A hundred pages into “Go Gentle,” the romance-novel love story collides disorientingly with the most convincing writing in the book as Semple flashes back to the ’90s, when Adora was a hopeful young writer for the sketch-comedy show “Laugh Riot” in Los Angeles. (Despite the location, the show is unmistakably patterned after “Saturday Night Live,” where Semple herself also previously worked.) It turns out that Adora was sexually assaulted by a star comedian during a high-stakes table read. He did it to win a bet with the other man-children in the cast, who tried to high-five Adora in the hallway afterward.
What Semple has written here about both the assault and the disempowerment that followed rings so true to Hollywood (and beyond) that, when we emerge from the 80-page flashback into the Lockwoods’ sitting room, it takes time to re-acclimate to a comic plot driven by epic misunderstandings.
The Stoics helped center Adora after she left “Laugh Riot,” and Semple clearly loves them herself. She threads their philosophy through the novel without getting too “Sophie’s World” about it.
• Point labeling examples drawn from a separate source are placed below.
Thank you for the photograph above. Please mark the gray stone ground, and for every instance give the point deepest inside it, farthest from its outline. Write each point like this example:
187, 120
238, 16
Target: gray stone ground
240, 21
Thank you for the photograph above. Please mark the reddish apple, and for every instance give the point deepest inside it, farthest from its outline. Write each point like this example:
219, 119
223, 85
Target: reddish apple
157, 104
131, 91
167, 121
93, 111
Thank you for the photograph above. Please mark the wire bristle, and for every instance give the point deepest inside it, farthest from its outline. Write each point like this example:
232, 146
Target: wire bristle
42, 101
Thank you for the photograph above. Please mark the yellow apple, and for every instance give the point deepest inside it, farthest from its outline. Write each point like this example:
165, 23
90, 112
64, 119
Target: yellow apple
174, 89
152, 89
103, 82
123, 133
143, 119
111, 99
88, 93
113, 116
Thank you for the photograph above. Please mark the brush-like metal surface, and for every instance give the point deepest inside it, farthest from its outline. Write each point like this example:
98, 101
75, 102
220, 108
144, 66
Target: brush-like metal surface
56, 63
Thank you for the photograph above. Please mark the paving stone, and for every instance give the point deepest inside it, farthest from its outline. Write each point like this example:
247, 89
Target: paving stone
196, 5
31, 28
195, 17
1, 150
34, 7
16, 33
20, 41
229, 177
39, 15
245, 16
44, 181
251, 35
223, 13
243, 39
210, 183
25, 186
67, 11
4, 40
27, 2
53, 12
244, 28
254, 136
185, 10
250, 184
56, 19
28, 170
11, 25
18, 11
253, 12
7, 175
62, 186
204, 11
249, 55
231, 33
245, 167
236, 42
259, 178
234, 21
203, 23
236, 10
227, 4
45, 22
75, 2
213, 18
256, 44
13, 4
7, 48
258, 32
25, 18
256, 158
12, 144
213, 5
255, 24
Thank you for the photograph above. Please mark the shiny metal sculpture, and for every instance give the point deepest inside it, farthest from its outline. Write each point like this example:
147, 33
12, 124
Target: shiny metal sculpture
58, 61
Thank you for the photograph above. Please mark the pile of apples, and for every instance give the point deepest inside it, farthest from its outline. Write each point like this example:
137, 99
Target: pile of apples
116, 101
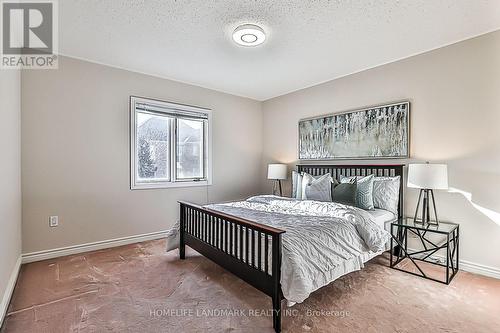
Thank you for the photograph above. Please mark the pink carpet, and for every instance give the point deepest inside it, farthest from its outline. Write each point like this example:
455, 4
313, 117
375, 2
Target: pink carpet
139, 288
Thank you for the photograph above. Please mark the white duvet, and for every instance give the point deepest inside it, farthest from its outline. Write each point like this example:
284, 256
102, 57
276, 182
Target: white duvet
323, 240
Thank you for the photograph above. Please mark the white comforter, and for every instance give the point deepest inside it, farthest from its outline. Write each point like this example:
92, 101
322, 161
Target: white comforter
323, 240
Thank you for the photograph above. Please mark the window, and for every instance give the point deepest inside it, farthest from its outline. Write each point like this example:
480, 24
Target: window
170, 144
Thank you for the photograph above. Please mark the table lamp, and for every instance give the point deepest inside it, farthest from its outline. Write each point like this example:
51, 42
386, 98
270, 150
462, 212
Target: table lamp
277, 172
427, 177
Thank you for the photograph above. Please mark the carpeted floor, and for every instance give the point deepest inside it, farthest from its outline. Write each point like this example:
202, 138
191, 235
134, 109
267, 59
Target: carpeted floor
139, 288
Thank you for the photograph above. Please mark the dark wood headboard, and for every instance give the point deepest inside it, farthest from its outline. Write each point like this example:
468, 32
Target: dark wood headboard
360, 170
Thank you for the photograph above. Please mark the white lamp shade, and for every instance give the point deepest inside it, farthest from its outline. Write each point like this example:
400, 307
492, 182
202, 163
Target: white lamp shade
428, 176
276, 171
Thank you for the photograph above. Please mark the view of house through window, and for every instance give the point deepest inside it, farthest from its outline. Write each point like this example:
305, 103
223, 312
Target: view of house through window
169, 144
190, 143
Epictetus and the gang would all have cold compresses on their foreheads if they saw how often Adora abandons reason and plunges into things beyond her control during the art-heist mystery, but they would approve of the coven — “live for thy neighbor if thou wouldst live for thyself,” Seneca taught.
All of Semple’s novels are at least Stoic-adjacent: empathetic odes to how absurdly harried our lives are, how we make them even knottier with our bad decisions and how love can be an excellent over-the-counter pain medication. Even in this sometimes vexing novel, you relish the warmth of the author’s vision and ultimately get on board with her can’t-stop-won’t-stop mischief. To quote a woman who’s grown to admire Adora by the end of the novel, “I am joining your coven.”